Cette division sociale du travail pose immédiatement le problème d'une répartition équitable des tâches et des produits, problème qui, dans les utopies du dix-neuvième siècle, devait être résolu par la formule "de chacun selon ses capacités, à chacun selon ses besoins". Formule utopique, bien sûr, puisque elle laisse en suspens la question de savoir comment mesurer les besoins et les capacités de chacun... Le socialisme utopique voudrait laisser chaque individu libre de fixer lui-même la part qui lui revient, le "socialisme réel" (1) a toujours recouru à des solutions autoritaires, et les sociétés libérales préfèrent s'en remettre à la régulation qui s'effectue d'elle-même, par l'équilibre qui doit s'établir entre l'offre et la demande, lorsque les produits du travail se présentent sur le marché dans les conditions de la libre concurrence. Il serait difficile de croire que l'une ou l'autre de ces solutions s'accorde avec les exigences de la justice. Tout au plus, pourrait-on prétendre que, à la longue, l'une de ces solutions permettrait de rémunérer le travail de chaque producteur. C'est ce que prétend établir la théorie libérale de la main invisible : si une marchandise ne peut pas être vendue à un prix qui couvre au moins les frais de sa production, les producteurs cesseront de la produire, jusqu'à ce qu'une demande accrue fasse remonter son prix et le rende rémunérateur ; si une marchandise rare peut être vendue à un prix très supérieur à son prix de revient, elle attirera les entrepreneurs à l'affût d'investissements rentables, et, comme par l'effet d'une main invisible, l'offre et la demande retrouveront bientôt leur équilibre naturel, sans que l'Etat ou les corps de métiers soient intervenus dans ce sens. Nul besoin d'être socialiste pour se douter qu'une telle régulation spontanée de l'économie n'a jamais été indolore, qu'elle s'est toujours accompagnée de faillites, de compressions de personnel, et de tensions sociales...

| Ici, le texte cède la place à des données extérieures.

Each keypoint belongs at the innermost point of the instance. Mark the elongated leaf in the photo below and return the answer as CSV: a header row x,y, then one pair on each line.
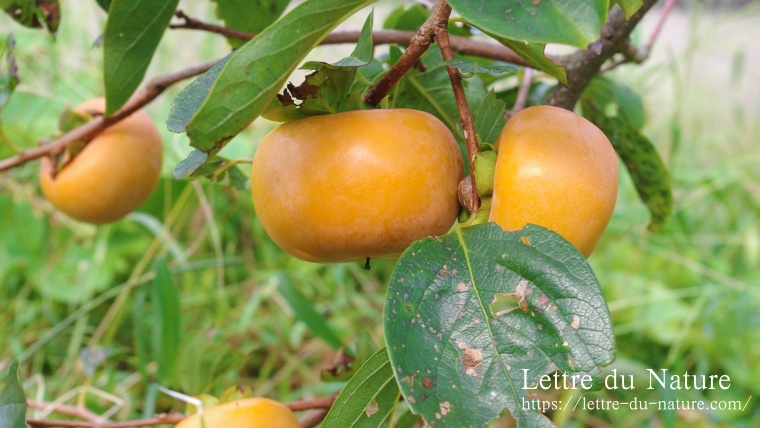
x,y
644,164
470,67
467,314
305,312
534,54
369,397
12,400
629,6
34,13
253,75
133,30
250,16
489,118
575,23
166,320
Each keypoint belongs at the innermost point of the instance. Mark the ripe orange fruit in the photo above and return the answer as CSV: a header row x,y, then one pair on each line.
x,y
245,413
357,184
557,170
113,175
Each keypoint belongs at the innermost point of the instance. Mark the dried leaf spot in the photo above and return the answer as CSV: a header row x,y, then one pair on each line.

D'ailleurs, la société ne doit pas seulement rémunérer le travail productif, elle doit aussi rémunérer des travaux improductifs, mais qui n'en sont pas moins nécessaires au bon fonctionnement de l'économie, et elle doit encore faire vivre ceux de ses membres qui ne sont pas encore en mesure de travailler, ceux qui ne le sont plus, et même ceux qui se trouvent à l'écart, et n'ont aucune chance d'obtenir un emploi rémunérateur. Problèmes dont la solution n'appartient pas au philosophe, mais qu'il lui revient de poser, en observant que les sociétés industrielles sont les premières sociétés qui peuvent se permettre d'exclure de la production un nombre croissant de travailleurs potentiels, alors même qu'elles ont besoin de proposer leurs produits à un nombre croissant d'acheteurs potentiels.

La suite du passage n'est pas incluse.